RESEARCH PAPER
Dysregulation of astrocytic DNAJC6 contributes to sporadic Parkinson's disease pathogenesis.
AI Summary
The paper shows DNAJC6 is downregulated in neurons and astrocytes in sporadic PD, links that loss to impaired autolysosomal, mitochondrial, phagocytic function and pro-inflammatory astrocyte phenotypes via NURR1/FOXA2 and LRRK2-related mechanisms, and demonstrates that CRISPRa-AAV9–mediated…
Why It Matters
Identifies DNAJC6 as a disease-modifying target that connects key PD pathways (α-synuclein, lysosomes, mitochondria, inflammation, LRRK2) and validates a translational intervention (AAV-CRISPRa) with cell-type specificity, making it highly relevant for therapeutic development and biomarker efforts.
Abstract
Loss-of-function mutations in DNAJC6, encoding the co-chaperone auxilin (HSP40 family), cause familial juvenile-onset Parkinson's disease (PD).

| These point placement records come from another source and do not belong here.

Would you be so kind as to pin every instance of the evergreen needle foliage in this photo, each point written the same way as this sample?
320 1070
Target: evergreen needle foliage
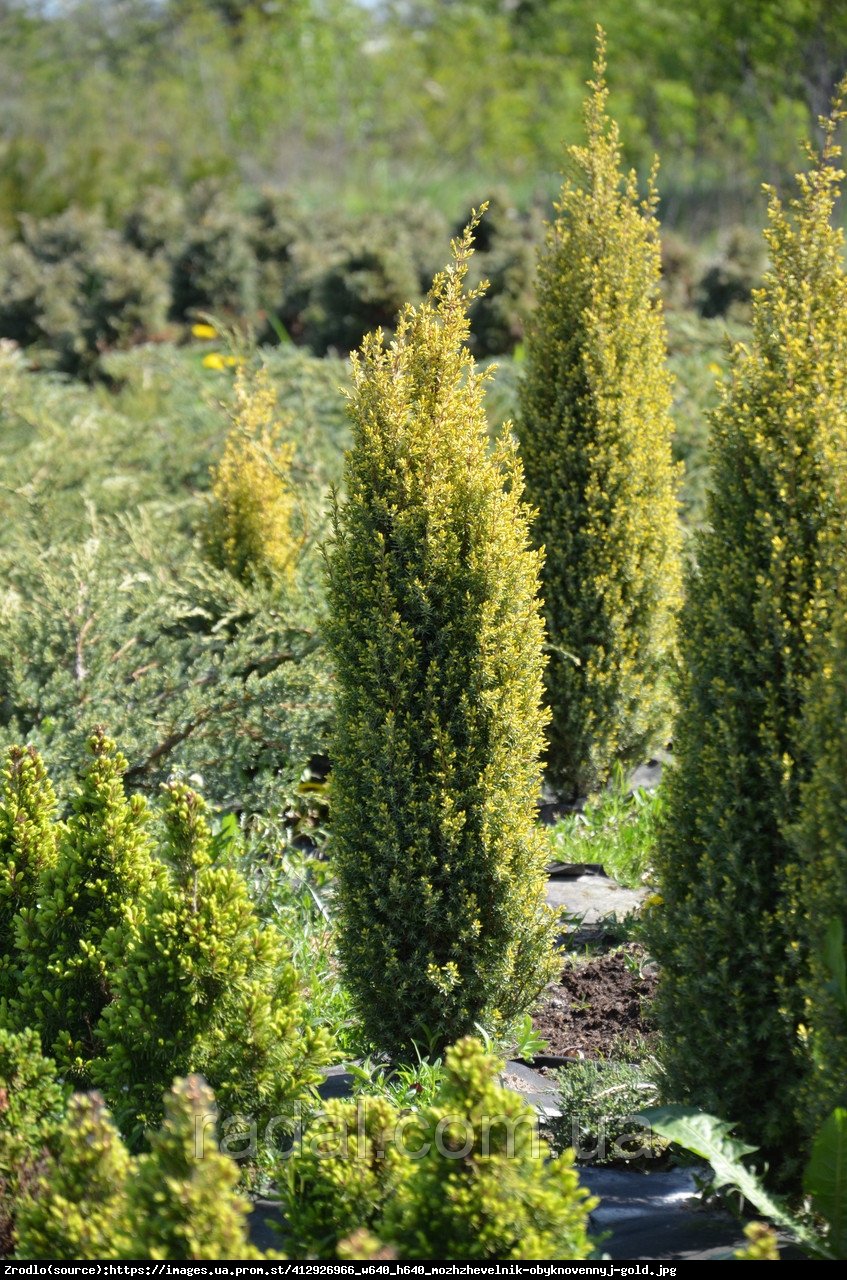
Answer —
92 1200
728 936
485 1188
32 1106
465 1178
248 526
820 885
201 983
77 1208
87 900
27 848
595 434
436 639
182 1196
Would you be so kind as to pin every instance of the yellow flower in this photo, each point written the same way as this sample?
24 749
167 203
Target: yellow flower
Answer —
202 330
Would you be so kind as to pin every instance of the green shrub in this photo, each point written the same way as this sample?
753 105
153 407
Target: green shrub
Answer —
727 284
819 890
340 1176
248 528
617 828
76 287
360 282
436 640
193 671
485 1188
599 1102
27 848
87 900
202 984
595 437
158 223
279 227
182 1194
465 1178
216 268
506 251
78 1208
94 1201
32 1106
726 936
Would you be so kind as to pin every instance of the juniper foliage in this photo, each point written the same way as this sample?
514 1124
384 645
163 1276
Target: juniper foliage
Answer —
729 935
435 634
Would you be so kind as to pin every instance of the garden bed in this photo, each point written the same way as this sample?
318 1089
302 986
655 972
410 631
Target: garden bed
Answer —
598 1005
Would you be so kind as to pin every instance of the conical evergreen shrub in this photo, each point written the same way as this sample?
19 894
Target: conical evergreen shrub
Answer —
595 433
78 1208
95 888
727 937
27 848
435 634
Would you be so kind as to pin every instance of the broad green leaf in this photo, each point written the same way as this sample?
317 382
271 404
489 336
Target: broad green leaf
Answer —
712 1138
834 955
825 1179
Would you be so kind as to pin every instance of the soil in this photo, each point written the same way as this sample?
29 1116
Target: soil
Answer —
598 1005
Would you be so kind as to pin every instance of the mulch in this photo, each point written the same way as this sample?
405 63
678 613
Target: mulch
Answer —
598 1005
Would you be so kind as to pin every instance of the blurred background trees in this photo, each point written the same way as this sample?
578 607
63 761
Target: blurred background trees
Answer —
378 100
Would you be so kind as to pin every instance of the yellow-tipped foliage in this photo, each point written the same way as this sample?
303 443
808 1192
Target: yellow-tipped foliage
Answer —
729 933
436 638
595 437
250 526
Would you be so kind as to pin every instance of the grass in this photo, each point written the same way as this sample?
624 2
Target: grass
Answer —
617 828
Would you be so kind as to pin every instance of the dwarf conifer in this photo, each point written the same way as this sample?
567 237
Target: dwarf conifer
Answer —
250 522
819 899
595 434
485 1187
182 1196
202 984
436 639
465 1178
78 1210
27 848
727 935
102 872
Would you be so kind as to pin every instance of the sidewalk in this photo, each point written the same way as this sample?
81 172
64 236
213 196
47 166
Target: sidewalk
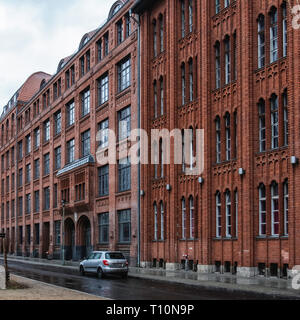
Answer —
36 290
268 287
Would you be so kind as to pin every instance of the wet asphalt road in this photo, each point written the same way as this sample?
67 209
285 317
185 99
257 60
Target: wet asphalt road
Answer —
120 289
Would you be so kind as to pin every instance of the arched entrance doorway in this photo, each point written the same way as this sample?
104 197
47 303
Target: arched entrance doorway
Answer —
70 247
84 237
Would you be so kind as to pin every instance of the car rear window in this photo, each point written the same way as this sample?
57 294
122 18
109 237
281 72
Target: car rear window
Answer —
114 256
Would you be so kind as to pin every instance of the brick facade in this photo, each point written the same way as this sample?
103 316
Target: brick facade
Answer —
240 248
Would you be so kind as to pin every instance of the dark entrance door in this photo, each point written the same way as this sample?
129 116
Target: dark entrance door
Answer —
84 237
46 239
70 239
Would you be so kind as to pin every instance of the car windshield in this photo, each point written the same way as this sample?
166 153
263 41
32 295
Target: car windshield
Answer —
114 256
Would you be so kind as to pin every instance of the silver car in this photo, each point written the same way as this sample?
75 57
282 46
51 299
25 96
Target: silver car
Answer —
103 263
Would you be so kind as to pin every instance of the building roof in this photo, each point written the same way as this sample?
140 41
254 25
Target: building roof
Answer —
32 85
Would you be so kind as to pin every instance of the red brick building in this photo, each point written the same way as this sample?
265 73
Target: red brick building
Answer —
230 68
227 67
48 150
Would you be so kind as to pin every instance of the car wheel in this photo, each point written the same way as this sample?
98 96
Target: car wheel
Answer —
82 271
100 273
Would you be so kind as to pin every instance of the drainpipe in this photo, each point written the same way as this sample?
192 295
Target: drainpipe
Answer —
137 21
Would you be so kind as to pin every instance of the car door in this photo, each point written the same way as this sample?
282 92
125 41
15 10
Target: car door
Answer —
95 261
88 262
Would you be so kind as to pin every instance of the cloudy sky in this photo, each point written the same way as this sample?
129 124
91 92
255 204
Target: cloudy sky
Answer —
36 34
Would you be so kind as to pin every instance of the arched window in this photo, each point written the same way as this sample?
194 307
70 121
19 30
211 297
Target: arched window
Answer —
191 15
273 35
161 96
183 84
161 152
182 18
218 6
218 215
218 65
161 32
218 140
236 198
183 150
262 211
228 214
154 38
274 121
192 218
228 136
227 60
285 118
275 209
191 147
262 125
155 221
226 3
286 207
162 221
191 80
183 218
261 41
155 98
284 29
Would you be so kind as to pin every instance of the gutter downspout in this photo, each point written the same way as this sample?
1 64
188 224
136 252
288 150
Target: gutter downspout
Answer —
137 21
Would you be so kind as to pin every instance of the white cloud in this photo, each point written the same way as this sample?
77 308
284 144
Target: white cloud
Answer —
35 35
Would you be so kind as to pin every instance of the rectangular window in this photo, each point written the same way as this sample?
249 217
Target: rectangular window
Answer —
124 169
103 181
46 164
36 138
20 150
20 206
120 32
275 209
124 219
28 173
218 216
55 196
47 198
274 36
57 228
86 143
28 144
103 223
47 130
57 123
227 61
106 44
57 158
37 233
71 151
20 180
124 74
99 50
28 204
262 211
70 113
124 123
85 102
103 134
37 201
103 89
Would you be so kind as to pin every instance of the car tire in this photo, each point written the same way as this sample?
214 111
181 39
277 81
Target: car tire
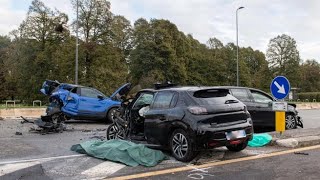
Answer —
110 114
112 132
181 146
238 147
291 121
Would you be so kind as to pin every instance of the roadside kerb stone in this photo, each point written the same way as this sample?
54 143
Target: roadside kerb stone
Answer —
296 138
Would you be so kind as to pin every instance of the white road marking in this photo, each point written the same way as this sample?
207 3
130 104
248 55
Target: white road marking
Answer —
9 168
103 169
42 159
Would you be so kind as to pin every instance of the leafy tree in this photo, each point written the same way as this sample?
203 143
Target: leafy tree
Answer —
5 42
310 76
283 57
157 52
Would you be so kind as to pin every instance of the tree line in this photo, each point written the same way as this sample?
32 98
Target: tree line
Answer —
112 51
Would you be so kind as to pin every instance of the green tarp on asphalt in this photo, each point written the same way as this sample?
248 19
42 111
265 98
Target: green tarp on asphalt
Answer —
122 151
260 140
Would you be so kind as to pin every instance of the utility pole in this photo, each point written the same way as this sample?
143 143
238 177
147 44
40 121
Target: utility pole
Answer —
237 45
77 44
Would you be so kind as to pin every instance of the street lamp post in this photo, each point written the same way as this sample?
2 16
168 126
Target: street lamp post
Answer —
237 45
77 44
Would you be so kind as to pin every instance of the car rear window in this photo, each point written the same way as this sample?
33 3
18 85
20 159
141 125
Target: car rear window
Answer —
213 96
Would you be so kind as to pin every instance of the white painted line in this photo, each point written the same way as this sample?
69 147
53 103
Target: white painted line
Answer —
103 169
9 168
42 159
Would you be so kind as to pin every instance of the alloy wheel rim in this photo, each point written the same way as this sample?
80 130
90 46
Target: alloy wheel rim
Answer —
112 114
179 145
290 122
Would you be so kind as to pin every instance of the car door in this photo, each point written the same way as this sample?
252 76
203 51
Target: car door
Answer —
143 99
72 102
90 105
157 118
243 94
264 115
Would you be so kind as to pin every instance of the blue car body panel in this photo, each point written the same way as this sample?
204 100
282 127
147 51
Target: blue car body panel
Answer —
76 106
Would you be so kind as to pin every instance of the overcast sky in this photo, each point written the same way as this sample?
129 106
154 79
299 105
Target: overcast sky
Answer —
259 21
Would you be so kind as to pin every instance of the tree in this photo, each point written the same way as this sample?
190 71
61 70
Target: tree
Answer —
283 57
310 76
5 42
158 52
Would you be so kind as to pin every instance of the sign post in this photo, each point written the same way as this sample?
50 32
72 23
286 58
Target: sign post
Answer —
280 88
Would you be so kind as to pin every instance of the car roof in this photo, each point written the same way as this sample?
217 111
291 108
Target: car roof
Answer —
180 88
69 86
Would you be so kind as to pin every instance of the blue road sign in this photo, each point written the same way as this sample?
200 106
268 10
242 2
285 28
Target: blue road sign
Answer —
280 87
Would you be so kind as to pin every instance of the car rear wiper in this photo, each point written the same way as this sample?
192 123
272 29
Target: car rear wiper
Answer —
231 101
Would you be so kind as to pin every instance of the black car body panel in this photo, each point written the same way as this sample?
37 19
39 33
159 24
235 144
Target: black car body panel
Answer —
259 104
224 115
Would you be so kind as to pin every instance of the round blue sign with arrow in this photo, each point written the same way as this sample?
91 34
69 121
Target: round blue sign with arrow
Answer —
280 87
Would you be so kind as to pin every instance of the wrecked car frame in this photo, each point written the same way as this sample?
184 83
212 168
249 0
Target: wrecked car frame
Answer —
184 120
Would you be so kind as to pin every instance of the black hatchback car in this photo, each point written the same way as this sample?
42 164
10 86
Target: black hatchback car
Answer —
185 120
259 104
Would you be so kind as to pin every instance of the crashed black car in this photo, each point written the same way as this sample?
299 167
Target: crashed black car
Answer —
184 120
259 104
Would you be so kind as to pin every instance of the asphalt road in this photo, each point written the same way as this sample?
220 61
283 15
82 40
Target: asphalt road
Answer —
286 166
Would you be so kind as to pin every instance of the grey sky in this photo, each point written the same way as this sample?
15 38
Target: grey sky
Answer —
259 21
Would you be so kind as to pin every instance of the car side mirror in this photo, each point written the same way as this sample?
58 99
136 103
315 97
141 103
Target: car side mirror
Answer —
100 97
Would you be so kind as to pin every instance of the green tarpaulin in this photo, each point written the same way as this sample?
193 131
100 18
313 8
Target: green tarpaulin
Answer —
260 140
122 151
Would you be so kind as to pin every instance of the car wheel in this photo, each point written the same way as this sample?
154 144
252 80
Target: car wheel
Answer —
238 147
112 132
181 146
291 122
111 114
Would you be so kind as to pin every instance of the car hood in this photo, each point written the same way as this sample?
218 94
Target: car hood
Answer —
48 86
123 90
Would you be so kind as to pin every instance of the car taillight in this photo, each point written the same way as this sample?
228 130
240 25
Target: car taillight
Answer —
197 110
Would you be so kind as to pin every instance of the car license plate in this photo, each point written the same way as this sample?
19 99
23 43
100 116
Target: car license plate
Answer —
235 134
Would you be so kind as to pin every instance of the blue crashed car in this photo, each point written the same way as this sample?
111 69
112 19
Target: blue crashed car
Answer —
80 102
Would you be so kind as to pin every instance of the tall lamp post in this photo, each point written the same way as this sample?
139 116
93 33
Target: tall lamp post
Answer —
77 44
237 45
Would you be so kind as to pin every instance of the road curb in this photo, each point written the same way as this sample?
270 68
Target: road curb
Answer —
296 142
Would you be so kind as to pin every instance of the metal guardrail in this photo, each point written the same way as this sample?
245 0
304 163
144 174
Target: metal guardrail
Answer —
36 101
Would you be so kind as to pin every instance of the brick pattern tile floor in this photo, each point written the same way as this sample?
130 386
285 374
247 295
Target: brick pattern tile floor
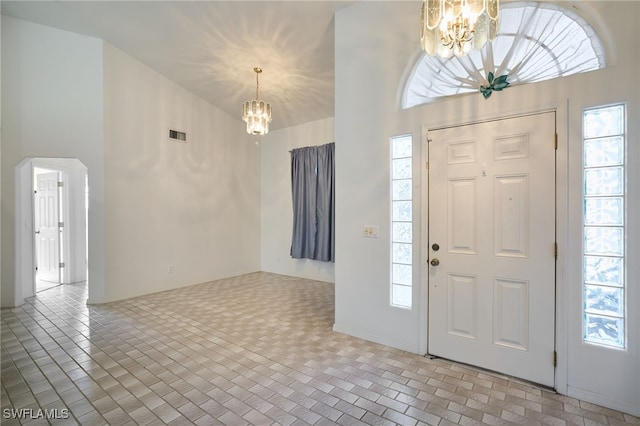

Given the chaperone role of DNAJC6 in cellular homeostasis in adult neurons, we hypothesized that DNAJC6 dysfunction may not be limited to juvenile-onset disorders but could also be associated with adult-onset brain diseases. Here, we show that DNAJC6 expression is significantly downregulated in postmortem substantia nigra tissues and transcriptomic datasets from patients with late-onset sporadic PD. Consistently, human pluripotent stem cell-derived midbrain cultures exhibited reduced DNAJC6 expression under multiple PD-associated conditions. Mechanistically, DNAJC6 loss resulted from impaired transcription mediated by midbrain-specific factors NURR1/FOXA2 and reduced protein stability regulated by LRRK2. Beyond neurons, DNAJC6 was robustly expressed in astrocytes and similarly downregulated in sporadic PD contexts. Astrocytic DNAJC6 deficiency impaired phagocytic, autolysosomal, and mitochondrial functions while promoting a pro-inflammatory phenotype, thereby exacerbating neurodegenerative pathology. Importantly, epigenetic restoration of DNAJC6 in neurons and astrocytes using a CRISPRa-AAV9 system in the substantia nigra of an α-synuclein-induced PD mouse model alleviated behavioral deficits and neuropathology. These findings provide evidence that DNAJC6 dysregulation is associated with pathogenic processes in sporadic PD and suggest that targeting neuronal and astrocytic DNAJC6 could represent a potential disease-modifying strategy.